Now, your eye lights on your fellow prisoners. You are brought back to the dreary truth of prison life. With measured tread, and dull listless step, they shuffle on. Their heads are bent, their eyes cast down. They do not see the sun and the brightness, the precious sky or the hovering birds. They do not even see the ground at their feet, for they pass over sunk stones, through wet and mud, though there be dry ground on either side. The prison system has eaten into their hearts. They have lost hope, and the sight of nature has no power to make them glad. It may be that when next you walk with them you will feel as they do. These gloomy overshadowing walls and the remembrance of your narrow cell, with its endless twilight and dreary, useless tasks may have filled your mind and driven away all other thoughts.

Once inside, the last break in the day will be supper at five o'clock (like breakfast, six ounces of bread and a pint of gruel), except that just before the light goes out at night, comes a noisy knocking at every door, and the cry, "Are you all right?" Then darkness, a long, sleepless night, and the awakening to another day like yesterday and like to-morrow.


Footnotes:

[13] The Secretarial duties had now increased so greatly that no one person could cope with them without giving the whole of her time to the work. As I was unable to do this, I had been obliged to resign.

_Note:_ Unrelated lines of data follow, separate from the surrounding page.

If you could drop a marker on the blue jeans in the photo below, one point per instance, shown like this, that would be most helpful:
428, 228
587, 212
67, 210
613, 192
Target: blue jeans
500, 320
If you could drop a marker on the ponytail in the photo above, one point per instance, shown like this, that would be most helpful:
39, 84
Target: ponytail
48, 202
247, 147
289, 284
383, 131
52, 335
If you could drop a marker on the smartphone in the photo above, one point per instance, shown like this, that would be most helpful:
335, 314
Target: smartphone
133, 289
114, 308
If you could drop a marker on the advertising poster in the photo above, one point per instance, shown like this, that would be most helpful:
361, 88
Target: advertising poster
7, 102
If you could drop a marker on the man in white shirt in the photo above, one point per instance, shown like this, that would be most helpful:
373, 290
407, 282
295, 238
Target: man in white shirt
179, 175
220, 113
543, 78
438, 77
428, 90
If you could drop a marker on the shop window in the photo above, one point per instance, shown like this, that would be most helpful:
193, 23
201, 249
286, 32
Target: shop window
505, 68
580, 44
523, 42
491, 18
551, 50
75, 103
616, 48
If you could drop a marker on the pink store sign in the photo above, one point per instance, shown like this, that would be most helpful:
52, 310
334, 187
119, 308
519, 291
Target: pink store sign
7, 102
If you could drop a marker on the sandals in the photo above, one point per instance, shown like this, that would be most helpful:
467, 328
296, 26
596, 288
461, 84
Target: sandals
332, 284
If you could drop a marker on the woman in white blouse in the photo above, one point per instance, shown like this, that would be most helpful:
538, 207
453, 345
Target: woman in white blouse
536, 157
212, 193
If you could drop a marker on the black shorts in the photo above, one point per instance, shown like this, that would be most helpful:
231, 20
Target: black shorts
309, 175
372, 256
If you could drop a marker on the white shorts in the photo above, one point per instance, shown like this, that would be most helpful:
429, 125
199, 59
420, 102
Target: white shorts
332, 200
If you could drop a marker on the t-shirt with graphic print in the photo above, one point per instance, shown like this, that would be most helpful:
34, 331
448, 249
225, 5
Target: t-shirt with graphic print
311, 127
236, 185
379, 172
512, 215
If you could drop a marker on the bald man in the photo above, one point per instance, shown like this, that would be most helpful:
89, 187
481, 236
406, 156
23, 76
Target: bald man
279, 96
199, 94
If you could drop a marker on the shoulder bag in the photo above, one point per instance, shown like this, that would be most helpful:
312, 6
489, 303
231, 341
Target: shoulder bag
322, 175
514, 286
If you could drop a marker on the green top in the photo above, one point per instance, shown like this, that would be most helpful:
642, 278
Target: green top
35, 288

[14] Some days afterwards it was condemned and I had a somewhat better one given to me.

[15] We afterwards learnt that one clean handkerchief was supplied each week. We had no pockets to keep them in.

[16] Each prisoner, on the day of entering is according to prison rules to be given a supper consisting of six ounces of meat and one pint of cocoa.

[17] Since this time night dresses have been introduced into Holloway, and are given to Suffragettes, and, let us hope, to other prisoners.